16 November 2017

The Einstellung Effect

Spotted in the March 2014 issue of Scientific American, under the heading 'Psychology'. The introduction on the magazine's contents page said,

The human brain has a dogged tendency to stick with a familiar solution to a problem -- the one that first comes to mind -- and to ignore alternatives, even when they are superior.

The first two pages of the related article are shown in the following image.

'Why Good Thoughts Block Better Ones'

Article by Merim Bilalic and Peter McLeod
Illustration by Danny Schwartz

The caption on the right says,

While we are working through a problem, the brain's tendency to stick with familiar ideas can literally blind us to superior solutions.

The article starts,

In a classic 1942 experiment, American psychologist Abraham Luchins asked volunteers to do some basic math by picturing water jugs in their mind. [The participants had to figure out how to transfer liquid between the containers to measure out precisely 100 units.] Luchins presented his volunteers with several more problems that could be solved with essentially the same three steps; they made quick work of them. Yet when he gave them a problem with a simpler and faster solution than the previous tasks, they failed to see it. [...]

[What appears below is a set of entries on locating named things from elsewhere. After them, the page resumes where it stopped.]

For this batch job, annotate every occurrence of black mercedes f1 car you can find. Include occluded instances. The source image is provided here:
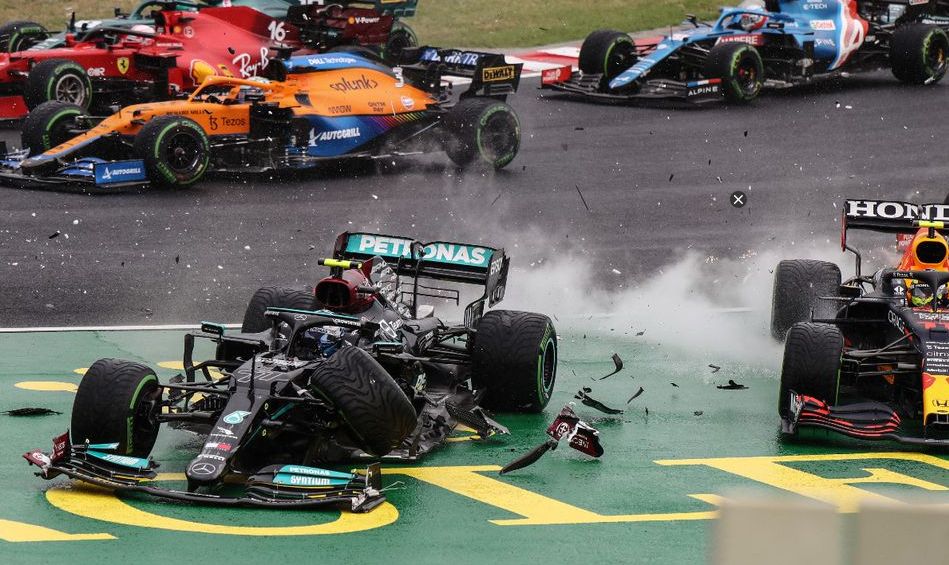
[24,233,557,511]
[771,200,949,447]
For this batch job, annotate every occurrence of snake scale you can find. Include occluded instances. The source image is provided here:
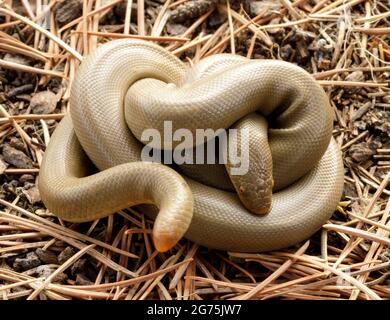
[38,39,343,252]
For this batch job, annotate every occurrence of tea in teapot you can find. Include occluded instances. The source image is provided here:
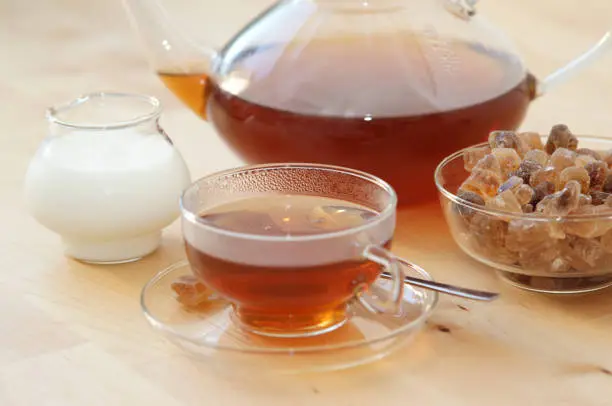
[126,0,607,204]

The water jug experiment is one of the most famous examples of the Einstellung effect: the human brain's dogged tendency to stick with a familiar solution to a problem -- the one that first comes to mind -- and to ignore alternatives.

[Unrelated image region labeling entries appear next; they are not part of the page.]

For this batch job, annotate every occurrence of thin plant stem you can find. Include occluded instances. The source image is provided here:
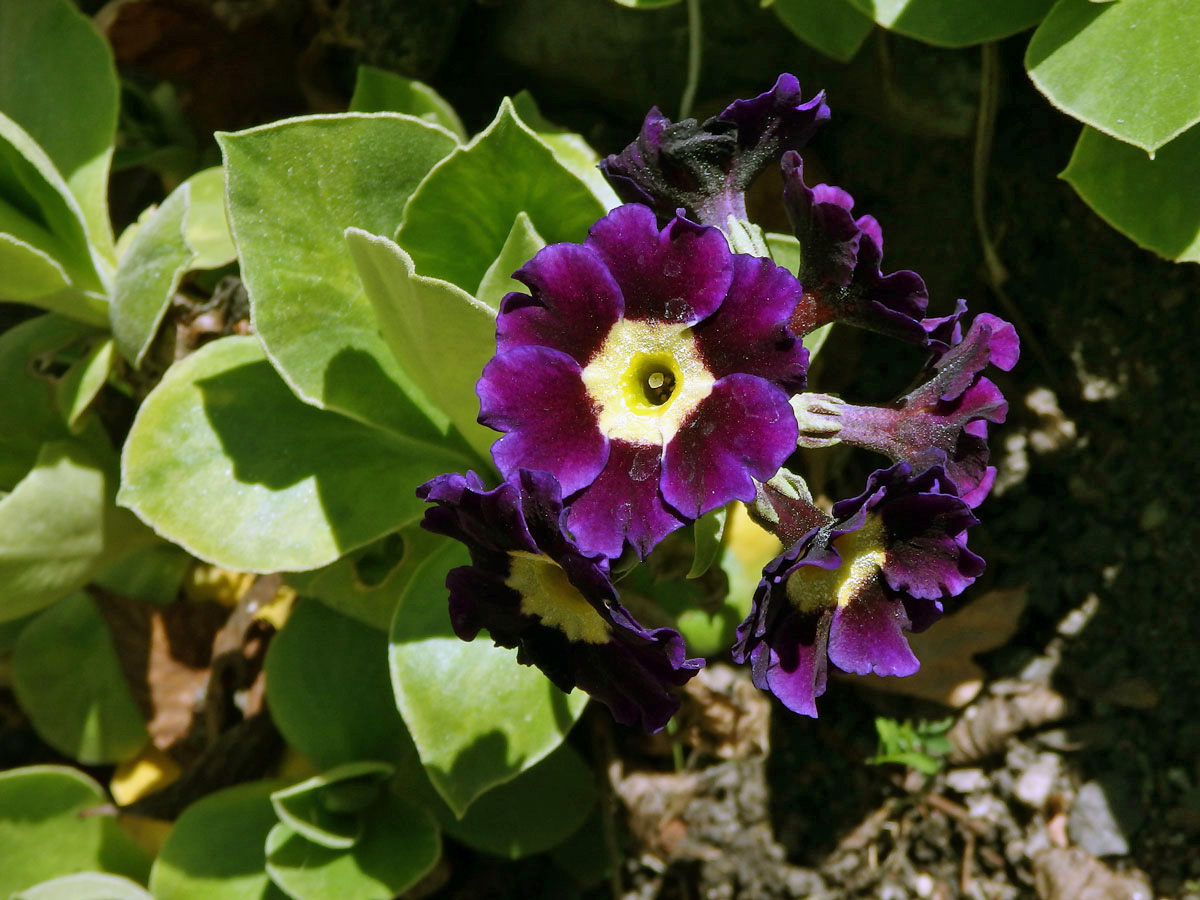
[679,0,704,119]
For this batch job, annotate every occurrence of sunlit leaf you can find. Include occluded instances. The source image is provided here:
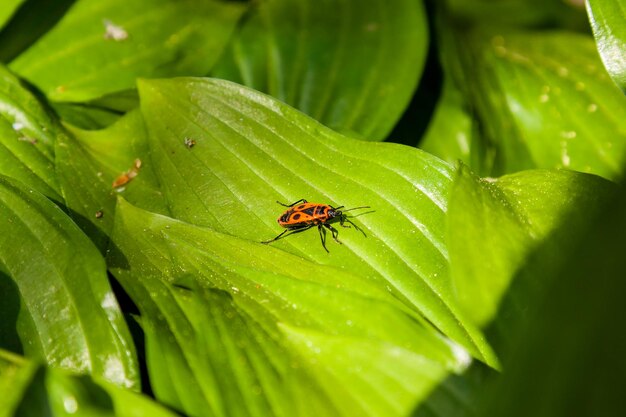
[11,0,245,101]
[461,31,626,179]
[449,167,615,326]
[212,0,428,140]
[0,351,176,417]
[56,111,167,251]
[109,201,458,416]
[586,0,626,92]
[0,177,138,387]
[140,78,495,364]
[0,65,63,201]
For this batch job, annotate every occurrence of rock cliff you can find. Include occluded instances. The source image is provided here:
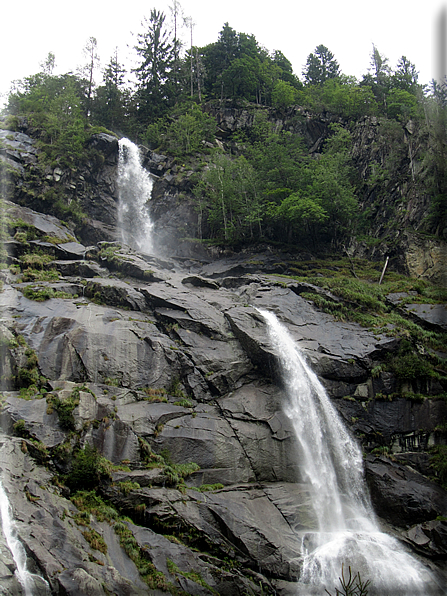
[0,124,447,596]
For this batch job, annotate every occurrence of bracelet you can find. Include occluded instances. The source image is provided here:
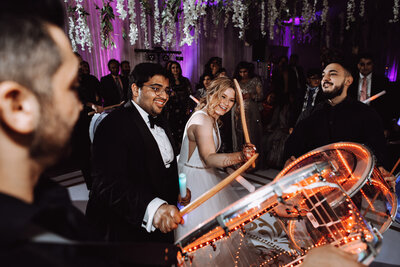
[239,151,246,162]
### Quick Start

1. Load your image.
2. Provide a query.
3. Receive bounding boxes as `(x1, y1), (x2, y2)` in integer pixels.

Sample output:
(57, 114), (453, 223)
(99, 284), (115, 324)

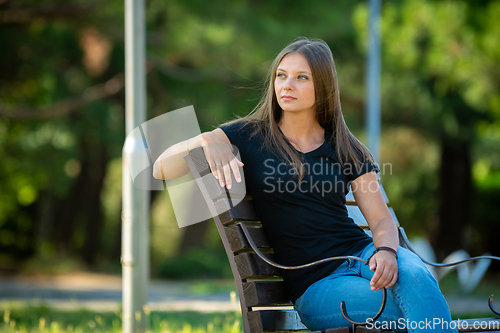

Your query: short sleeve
(344, 161), (380, 183)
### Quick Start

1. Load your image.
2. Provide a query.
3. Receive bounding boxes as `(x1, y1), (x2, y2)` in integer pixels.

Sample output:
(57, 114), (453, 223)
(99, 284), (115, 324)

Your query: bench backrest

What does that have to do with chess?

In recent eye-tracking experiments, familiar ideas blinded chess players to areas of a chessboard that would have provided clues to better solutions.

The article (with a different title?!) is available to subscribers on the magazine's site: Why Your First Idea Can Blind You to a Better One (scientificamerican.com). Another, shorter article on the same site, How Psychologists Study the Einstellung Effect in Chess (also March 2014), deals with the chess experiment: 'Cognitive bias can prevent even the most talented chess players from seeing the swiftest path to victory'.

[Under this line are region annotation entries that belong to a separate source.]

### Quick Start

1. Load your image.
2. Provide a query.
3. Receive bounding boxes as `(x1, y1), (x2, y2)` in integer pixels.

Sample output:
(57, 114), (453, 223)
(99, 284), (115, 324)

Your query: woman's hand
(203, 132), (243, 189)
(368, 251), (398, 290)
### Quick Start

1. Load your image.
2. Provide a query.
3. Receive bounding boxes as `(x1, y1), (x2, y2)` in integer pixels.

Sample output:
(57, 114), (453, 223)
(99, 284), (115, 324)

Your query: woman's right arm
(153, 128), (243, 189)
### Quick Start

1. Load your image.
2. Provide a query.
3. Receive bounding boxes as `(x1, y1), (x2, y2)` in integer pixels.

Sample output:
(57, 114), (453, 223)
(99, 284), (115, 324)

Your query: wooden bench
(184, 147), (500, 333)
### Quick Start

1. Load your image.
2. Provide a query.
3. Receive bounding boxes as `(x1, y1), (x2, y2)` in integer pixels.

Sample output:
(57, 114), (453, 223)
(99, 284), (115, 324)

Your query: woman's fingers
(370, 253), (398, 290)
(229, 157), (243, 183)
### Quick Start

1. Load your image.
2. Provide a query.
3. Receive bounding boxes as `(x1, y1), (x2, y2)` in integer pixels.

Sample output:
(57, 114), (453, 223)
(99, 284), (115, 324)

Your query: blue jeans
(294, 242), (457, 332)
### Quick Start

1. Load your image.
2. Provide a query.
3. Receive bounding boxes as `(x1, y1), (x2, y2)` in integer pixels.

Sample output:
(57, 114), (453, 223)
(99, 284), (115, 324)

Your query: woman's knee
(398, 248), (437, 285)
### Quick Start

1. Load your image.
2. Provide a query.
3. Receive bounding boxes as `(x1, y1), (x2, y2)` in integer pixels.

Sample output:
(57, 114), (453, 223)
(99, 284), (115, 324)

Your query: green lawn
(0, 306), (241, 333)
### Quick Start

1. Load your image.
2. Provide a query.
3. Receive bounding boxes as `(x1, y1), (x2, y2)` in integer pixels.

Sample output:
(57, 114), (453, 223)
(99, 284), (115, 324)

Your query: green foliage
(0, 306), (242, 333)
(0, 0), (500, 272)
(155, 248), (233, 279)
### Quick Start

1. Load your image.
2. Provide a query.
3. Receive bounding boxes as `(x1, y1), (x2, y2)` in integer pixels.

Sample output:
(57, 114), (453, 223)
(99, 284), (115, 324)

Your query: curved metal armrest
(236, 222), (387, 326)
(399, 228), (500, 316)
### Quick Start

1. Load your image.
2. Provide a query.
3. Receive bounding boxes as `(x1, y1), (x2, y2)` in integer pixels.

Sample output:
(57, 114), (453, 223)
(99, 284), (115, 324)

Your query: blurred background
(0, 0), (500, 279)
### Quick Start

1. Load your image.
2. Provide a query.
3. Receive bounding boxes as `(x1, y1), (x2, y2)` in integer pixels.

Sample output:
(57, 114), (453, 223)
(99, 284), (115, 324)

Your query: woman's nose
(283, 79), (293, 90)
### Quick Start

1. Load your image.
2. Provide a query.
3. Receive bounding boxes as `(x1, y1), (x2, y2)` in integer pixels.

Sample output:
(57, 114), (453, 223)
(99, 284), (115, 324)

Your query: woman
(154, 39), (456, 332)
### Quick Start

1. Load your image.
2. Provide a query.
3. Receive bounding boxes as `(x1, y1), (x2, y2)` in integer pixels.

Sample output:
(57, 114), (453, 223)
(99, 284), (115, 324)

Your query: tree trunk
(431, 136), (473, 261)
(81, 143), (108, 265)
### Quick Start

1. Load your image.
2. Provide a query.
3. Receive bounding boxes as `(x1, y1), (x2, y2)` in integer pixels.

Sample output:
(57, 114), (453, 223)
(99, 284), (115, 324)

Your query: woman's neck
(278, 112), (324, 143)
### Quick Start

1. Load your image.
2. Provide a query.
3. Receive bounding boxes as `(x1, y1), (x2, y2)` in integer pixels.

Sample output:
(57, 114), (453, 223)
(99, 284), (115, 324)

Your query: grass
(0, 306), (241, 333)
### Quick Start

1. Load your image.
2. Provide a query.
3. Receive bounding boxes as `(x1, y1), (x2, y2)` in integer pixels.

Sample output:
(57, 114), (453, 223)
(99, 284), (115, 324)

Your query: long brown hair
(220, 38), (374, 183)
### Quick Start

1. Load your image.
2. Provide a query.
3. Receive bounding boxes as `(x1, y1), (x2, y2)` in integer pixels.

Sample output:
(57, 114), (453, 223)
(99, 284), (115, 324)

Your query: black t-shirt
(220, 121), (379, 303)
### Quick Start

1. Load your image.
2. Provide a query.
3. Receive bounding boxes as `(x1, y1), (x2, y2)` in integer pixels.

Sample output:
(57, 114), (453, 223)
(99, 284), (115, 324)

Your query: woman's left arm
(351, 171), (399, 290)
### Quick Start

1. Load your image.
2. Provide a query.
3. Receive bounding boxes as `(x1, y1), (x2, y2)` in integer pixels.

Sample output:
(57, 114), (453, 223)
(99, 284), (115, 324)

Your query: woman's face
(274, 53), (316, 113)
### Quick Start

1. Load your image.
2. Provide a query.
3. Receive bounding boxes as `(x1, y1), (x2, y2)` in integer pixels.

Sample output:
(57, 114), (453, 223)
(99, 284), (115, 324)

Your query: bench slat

The full article (with 'PDF Download Available') can be found on Why Good Thoughts Block Better Ones (researchgate.net). As for the illustration of the two geezers playing chess in front of the fireplace -- which caught my attention before the rest of the article -- it can also be seen on the artist's site, Danny Schwartz Illustration.

Articles in Scientific American occasionally focus on chess to make a point. Recent examples that I featured on this blog were Are Boys Good at Chess? (March 2015) and Chess and EEG (December 2014), and there were more posts before those.

While I was looking at the version of the Bilalic & McLeod article on Researchgate.net, the site proposed two more articles by the same authors:-

It turns out the site has an entire category about the game, 'Recommendations: Discover more publications, questions and projects in Chess'. How have I managed to overlook this for so long?